Whatever methods you use for modelling for insurance requirements, one important raw material is good data. A lot of attention is paid to the data that must be collected from the client for the needs analysis.

Monday, August 15th 2022, 9:20AM

by Russell Hutchinson

On this side of the needs analysis, we probably collect too much information, and sometimes end up trying to be too specific. But there is another category of information – the assumptions for modelling – which we probably use too little and could be much better tested.

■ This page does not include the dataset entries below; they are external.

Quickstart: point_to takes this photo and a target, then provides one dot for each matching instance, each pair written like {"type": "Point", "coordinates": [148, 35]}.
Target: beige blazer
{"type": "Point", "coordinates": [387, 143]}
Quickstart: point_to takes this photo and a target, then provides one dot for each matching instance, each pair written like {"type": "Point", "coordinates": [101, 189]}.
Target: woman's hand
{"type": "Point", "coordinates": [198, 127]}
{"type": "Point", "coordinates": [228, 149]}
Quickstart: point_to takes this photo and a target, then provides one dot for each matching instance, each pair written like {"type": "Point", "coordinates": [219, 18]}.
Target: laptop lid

For us the key (non-client) data elements and their associated sources are as follows:

  1. Taxation brackets – a good tax estimator is needed to work out the impact on claims values to arrive at the in-the-hand levels of cover.
  2. Social welfare benefit levels – these set a floor at which private cover may not be necessary. Some help is available to even wealthier clients, although it is perfectly reasonable to ignore welfare assistance if your client would prefer to do so.
  3. Funeral costs – just keeping track of some indicative funeral costs is well worthwhile as a contributor to your overall build-up of the life cover figure.
  4. Age-adjusted life expectancy – helpful for a good conversation about risk, and vital when you wish to discuss drawdown from an invested fund for the life of the survivor, while allowing for consuming some capital.
  5. Appropriate discount rates – this has been tricky in the current environment, but will get easier as interest rates return to moving between historical norms. Selection of discount rate is central to working out the capital required in several situations. Longer-run averages or forecast averages are probably wise right now.
  6. Income inflation – how fast will incomes rise? Not fast enough for most people! But alongside inflation you may want to consider how the income from your insurance package may fare in a higher inflation world.
  7. Cost price inflation, both current and expected – necessary for the reasons above.
  8. Expected return on investment – vital for the estimates of lump sums required to fund an income. Once again, a longer-run or forecast return is probably required right now.
  9. Age of independence, retirement, and of loss of independence – will your kids be independent at 18? 21? 25? That age sets a time horizon to plan for claim proceeds to last. In modelling a claim scenario will your survivor retire at 60? 65? Or 70? Even 75 is possible. With more people working in some capacity past age 65 and generally longer lives, it is worth considering age 70 as standard for most class one and two occupations.
  10. Childcare costs – if a surviving partner in a household with kids wants to continue working, then allowance must be made for childcare costs.

These are for the most part readily available on a quarterly basis and at the least annually. But they have to be found and used appropriately. I wouldn’t bother with sharing all the details with any but the most analytical clients, but I wouldn’t want to be without them just in case.